# Ad Optimization Hackathon - Aimpoint Digital

## Hackathon Prompt

For this Hackathon, you will be querying an API that contains data on 5 different ads (ad_1, ad_2, ad_3, ad_4 and ad_5). Each query of the API for a certain ad outputs a '1' or '0'. '1' means the ad was clicked on and '0' means the ad was not clicked on. 


The following code queries the API to output 10 datapoints for all 5 ads in Python. You may also use the following code as starter code.

In [2]:
import requests
import json
import time
N = 10 # Set how many data points you would like.
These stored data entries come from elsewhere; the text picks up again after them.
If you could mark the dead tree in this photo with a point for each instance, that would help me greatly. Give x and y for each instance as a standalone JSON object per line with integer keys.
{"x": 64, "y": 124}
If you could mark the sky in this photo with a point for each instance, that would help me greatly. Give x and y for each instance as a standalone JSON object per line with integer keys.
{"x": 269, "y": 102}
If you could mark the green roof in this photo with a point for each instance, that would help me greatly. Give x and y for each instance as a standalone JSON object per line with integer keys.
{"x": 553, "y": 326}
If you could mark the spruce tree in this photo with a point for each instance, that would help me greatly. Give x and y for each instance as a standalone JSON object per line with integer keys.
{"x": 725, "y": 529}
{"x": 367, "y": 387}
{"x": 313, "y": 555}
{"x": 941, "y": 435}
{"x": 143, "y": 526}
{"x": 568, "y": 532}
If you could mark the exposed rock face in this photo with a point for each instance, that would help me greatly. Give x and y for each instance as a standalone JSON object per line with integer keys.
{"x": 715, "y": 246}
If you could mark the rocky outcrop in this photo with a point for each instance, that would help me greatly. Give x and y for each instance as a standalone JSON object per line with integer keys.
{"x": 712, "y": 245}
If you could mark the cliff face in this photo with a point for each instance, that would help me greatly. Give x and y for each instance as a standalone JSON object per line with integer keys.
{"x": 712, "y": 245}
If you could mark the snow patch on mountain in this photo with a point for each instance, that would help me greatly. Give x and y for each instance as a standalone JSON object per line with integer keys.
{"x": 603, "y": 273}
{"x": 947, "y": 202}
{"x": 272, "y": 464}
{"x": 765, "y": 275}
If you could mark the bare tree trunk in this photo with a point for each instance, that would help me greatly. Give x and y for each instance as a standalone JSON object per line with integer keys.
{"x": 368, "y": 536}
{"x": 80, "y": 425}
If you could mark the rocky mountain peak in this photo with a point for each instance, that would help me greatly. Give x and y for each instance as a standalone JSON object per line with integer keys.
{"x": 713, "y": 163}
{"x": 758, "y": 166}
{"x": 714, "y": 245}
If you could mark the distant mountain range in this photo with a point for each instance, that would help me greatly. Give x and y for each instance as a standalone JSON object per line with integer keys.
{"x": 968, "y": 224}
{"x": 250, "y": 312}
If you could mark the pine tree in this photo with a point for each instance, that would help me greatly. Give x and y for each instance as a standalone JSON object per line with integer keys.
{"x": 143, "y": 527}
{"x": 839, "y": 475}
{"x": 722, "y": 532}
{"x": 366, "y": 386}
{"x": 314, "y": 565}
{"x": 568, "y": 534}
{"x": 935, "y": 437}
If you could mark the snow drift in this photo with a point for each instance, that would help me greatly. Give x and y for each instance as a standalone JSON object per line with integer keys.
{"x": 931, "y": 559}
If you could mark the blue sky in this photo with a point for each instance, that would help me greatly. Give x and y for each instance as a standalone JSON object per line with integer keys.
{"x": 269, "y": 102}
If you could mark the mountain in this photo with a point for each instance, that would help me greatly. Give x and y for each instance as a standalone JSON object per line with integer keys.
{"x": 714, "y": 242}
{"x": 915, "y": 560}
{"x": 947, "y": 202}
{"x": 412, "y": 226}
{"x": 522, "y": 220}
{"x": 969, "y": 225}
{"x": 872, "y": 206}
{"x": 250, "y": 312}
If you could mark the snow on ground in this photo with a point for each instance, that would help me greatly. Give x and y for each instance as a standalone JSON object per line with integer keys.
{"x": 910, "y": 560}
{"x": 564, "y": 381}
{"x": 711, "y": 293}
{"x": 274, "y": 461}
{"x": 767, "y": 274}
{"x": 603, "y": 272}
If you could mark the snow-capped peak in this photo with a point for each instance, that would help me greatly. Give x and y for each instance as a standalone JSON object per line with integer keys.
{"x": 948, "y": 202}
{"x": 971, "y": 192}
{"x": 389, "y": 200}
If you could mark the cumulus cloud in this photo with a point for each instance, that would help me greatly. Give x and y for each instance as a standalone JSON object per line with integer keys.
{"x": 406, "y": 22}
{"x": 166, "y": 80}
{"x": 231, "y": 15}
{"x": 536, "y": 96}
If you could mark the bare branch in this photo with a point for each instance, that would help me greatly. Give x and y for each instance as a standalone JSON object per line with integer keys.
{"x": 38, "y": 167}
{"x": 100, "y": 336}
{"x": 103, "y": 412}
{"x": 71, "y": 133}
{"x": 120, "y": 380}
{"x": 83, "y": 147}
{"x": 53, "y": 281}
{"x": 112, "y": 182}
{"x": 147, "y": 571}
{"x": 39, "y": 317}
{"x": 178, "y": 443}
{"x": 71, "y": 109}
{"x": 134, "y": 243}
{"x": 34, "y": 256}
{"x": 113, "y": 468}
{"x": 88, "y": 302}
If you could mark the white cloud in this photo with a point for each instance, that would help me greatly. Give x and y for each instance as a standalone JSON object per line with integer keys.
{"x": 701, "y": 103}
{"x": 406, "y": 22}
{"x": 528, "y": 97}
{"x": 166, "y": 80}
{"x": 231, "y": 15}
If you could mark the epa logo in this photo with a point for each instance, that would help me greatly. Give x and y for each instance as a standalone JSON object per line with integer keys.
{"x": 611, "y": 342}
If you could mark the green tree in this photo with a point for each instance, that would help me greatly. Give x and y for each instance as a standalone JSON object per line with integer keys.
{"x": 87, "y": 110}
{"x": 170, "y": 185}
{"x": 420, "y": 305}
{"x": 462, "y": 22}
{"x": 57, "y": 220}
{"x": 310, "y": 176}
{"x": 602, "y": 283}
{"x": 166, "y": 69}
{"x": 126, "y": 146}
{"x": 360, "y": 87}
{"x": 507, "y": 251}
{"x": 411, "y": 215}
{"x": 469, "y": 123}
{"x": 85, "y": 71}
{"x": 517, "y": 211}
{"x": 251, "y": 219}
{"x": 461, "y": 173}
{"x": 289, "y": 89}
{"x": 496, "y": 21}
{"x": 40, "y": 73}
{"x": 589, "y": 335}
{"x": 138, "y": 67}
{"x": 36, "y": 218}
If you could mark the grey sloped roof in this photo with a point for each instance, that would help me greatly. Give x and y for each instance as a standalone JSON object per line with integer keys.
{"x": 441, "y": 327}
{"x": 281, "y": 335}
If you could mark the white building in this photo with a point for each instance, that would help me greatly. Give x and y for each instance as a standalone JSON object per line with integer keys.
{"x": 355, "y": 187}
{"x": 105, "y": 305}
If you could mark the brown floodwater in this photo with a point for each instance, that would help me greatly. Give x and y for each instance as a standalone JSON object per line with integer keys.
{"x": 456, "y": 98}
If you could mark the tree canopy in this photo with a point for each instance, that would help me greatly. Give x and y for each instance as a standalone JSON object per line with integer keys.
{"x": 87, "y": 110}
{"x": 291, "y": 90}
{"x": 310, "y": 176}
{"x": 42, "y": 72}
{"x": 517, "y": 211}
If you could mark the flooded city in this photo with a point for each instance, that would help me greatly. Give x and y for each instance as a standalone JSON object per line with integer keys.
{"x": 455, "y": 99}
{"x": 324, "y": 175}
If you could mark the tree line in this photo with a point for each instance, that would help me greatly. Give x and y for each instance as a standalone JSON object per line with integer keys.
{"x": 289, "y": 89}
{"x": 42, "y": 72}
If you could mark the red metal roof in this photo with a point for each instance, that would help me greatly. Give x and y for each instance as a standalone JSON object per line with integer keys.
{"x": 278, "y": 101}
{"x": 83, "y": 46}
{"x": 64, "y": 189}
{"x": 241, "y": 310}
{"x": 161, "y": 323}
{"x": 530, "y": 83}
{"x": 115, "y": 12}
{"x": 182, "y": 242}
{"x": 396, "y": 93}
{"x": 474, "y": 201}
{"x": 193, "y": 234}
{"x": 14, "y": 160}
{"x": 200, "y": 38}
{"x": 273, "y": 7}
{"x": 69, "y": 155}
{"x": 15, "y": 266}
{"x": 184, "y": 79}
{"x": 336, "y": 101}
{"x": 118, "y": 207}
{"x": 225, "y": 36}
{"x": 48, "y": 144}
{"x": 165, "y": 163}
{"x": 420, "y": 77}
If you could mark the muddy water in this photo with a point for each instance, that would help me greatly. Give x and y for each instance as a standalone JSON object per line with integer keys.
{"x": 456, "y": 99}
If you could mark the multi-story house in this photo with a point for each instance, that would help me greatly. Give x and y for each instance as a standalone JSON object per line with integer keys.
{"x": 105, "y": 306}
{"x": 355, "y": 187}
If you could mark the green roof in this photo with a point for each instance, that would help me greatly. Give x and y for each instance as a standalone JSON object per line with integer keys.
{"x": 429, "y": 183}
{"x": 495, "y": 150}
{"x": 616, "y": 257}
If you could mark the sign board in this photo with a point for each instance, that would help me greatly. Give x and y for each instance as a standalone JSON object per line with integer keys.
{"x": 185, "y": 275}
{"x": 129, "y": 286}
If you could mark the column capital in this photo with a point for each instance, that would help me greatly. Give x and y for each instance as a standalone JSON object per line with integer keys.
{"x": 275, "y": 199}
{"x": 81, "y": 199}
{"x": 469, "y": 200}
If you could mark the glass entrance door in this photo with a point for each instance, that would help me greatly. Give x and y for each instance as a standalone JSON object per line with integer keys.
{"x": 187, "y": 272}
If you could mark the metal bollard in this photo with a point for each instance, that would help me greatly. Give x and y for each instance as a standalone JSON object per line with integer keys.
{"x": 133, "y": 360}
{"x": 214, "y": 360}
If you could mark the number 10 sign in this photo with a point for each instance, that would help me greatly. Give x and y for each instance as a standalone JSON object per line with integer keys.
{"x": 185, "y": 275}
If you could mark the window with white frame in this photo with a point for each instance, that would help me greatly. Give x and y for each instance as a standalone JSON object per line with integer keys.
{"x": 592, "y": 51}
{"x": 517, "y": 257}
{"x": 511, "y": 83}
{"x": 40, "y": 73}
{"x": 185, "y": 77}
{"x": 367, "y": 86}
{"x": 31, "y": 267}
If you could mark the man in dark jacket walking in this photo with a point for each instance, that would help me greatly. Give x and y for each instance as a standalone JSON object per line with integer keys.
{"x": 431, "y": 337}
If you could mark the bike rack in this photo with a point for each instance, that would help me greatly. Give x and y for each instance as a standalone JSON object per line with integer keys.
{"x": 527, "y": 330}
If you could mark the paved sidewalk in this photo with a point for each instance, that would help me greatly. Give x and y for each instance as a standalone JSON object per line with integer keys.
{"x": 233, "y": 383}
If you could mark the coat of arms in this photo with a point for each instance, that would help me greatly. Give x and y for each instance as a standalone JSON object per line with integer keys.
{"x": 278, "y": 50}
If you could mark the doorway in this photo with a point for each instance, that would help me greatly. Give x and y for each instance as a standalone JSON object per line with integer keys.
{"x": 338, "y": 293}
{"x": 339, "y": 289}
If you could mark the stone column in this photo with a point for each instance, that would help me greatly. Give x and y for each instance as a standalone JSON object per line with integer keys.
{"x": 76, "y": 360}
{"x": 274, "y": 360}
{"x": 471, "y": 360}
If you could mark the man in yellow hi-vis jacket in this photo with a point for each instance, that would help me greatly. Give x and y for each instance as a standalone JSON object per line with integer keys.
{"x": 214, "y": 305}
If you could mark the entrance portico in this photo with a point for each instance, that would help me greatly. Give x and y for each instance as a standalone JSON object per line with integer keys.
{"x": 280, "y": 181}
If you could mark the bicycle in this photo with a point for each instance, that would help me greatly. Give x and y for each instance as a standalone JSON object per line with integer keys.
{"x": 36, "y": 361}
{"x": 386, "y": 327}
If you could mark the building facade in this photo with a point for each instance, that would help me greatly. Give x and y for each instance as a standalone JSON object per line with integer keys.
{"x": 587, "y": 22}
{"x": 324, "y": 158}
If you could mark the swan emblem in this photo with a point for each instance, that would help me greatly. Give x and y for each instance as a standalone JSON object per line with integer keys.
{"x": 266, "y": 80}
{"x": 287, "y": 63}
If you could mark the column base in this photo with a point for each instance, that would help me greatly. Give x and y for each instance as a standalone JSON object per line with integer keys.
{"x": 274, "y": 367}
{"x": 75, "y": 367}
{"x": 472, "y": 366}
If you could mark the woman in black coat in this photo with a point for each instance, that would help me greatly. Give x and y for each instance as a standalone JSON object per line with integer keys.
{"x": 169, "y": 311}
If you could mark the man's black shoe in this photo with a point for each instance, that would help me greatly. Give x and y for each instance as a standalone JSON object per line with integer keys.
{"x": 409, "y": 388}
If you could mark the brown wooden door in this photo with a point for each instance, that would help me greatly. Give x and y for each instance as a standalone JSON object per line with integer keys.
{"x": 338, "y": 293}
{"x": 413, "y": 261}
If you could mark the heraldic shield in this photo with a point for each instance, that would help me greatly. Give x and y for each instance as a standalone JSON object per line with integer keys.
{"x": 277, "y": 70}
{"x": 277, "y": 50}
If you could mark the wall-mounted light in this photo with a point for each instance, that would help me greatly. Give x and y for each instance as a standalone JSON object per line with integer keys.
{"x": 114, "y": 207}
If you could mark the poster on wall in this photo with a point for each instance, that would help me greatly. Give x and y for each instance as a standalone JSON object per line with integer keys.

Querying the API for a single data point takes ~ 0.2 s. 
ad_list = ['ad_1', 'ad_2', 'ad_3', 'ad_4', 'ad_5'] 
for ad in ad_list:
    ad_outcome = []
    for i in range (N):
        ad_gen = "https://755vgi76zg.execute-api.us-east-1.amazonaws.com/prod"
        data = {
            "ad": ad
        }

        response = requests.post(ad_gen, json.dumps(data))
        resp = json.loads(response.content)
        generate_ad = resp["body"]
        ad_outcome.append(generate_ad[1])
    print ('ad_outcomes for ', ad, ' = ', ad_outcome)

ad_outcomes for  ad_1  =  ['1', '0', '0', '1', '0', '0', '1', '0', '1', '1']
ad_outcomes for  ad_2  =  ['1', '1', '0', '1', '1', '0', '0', '1', '0', '1']
ad_outcomes for  ad_3  =  ['1', '0', '0', '0', '1', '1', '1', '1', '1', '1']
ad_outcomes for  ad_4  =  ['0', '0', '0', '0', '0', '1', '0', '0', '0', '0']
ad_outcomes for  ad_5  =  ['0', '1', '0', '1', '0', '0', '0', '1', '0', '1']


The following are some generic API instructions if you choose to use a language other than Python.

**URL** : https://755vgi76zg.execute-api.us-east-1.amazonaws.com/prod

**HTTP Method** : POST

**Request Body** : {'ad': 'ad_1'} 

The key ad is the particular ad you want the outcome for. The values can be 'ad_1', 'ad_2', ..., 'ad_5' depending on which ad you're querying.

**Format** : 
The POST method will require the user to send the URL and the Request Body to the API. 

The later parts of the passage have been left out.